I any case I have heard but do not know that the person you refer to will soften that effect by teaching a bit more.

kim g. said...

Hi,Jeffrey! I saw that you used a photo from my site and am very flattered. I was wondering if you would mind adding a link to the original post and/or crediting the photo to my husband - Ryan Suffern. Thanks so much!

Jeffrey Harrison said...

I's be happy to do that but I searched but could not find where I found it. So, I just took it down.

Jeffrey Harrison said...

Found it!

Dennis said...

I'm not following your argument. (Disclosure: I'm retired from a law school but neither teach nor wish to teach at another.)

University pension plans are simple contracts: work for so many years and you can then retire at such-and-such a pension. If a person complies and gets a pension, how is the school harmed any more if that person then teaches at another law school than if he or she teaches at some non-law school, practices law, or spends full time golfing?

In all of those cases, the law school got just what it bargained for. Are you suggesting that people shouldn't receive their contractual pensions just because they choose to find another job after retirement?

Double dipping is a pejorative term but I don't find that it has any meaning in any of those situations. I could see some validity to the complaint if the retiree goes back to work at the same law school (or perhaps less directly at some other job covered by the state's pension plan), although even then the school isn't harmed if the rehired employee is a good hire.

You may be complaining about bad administrative decisions or cronyism, but that's a separate issue. Or you may be thinking that teaching at another school indicates disloyalty. If so, wouldn't that complaint apply equally to anyone who leaves A to teach at B, regardless of a pension?

In any event, barring a few superstars who bring real attention to the new school, there really isn't any competition in that context. If you or I were to teach at another school after retirement, few people outside those institutions would know, and fewer would care. So how is the first institution harmed? To the contrary, the availability of another job at School B may actually help School A open up a spot for a new and more valuable teacher.
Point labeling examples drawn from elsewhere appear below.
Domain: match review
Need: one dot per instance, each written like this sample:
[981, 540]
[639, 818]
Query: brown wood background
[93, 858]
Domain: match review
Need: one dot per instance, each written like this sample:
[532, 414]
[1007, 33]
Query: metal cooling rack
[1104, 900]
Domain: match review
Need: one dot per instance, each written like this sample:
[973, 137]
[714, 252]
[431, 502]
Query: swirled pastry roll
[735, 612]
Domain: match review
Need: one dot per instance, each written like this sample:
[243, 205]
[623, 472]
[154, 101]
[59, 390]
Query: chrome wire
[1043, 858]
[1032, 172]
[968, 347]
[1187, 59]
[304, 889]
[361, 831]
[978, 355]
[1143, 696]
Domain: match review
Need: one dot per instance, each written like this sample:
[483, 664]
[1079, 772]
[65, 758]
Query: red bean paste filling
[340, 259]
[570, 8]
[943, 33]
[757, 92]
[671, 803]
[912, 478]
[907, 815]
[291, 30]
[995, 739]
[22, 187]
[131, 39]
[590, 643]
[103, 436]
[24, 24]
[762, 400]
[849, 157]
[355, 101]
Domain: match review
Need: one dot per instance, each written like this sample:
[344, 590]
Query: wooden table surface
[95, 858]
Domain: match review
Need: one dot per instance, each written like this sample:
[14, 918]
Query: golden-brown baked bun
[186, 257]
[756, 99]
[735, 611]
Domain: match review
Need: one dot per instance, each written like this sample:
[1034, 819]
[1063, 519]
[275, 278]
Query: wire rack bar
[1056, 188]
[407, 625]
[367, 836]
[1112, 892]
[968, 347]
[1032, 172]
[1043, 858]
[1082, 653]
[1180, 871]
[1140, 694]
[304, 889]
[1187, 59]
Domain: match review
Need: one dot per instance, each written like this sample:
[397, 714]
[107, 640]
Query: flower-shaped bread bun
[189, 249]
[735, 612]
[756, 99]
Unless I misread your example, there's no

Jeffrey Harrison said...

I am not sure you misread anything as opposed to reading something that was not there. The main trust of this post was that the liberals who are in law teaching seem to be as greedy as the business and Wall Street type they complain about. It was more about hypocrisy as opposed to harm. Still I think there are two harms but the are caused by law school management. One is that schools actually pay double dippers a full salary when any thing that raises their income above the pension amount should be enough. I'd call that bad management by the law schools. Still no harm other than that which the school causes. But here is were the harm comes it. At my school, for example, we started a program basically for one guy and invested a great deal in developing it. Then he triple dips and takes off. The school is harmed but there again it is not the profs fault other than not sensing some obligation that others my feel That is why in the post above this one I mention having covenants not to compete.

kim g. said...

Thanks for adding the photo credit and link - I really appreciate it!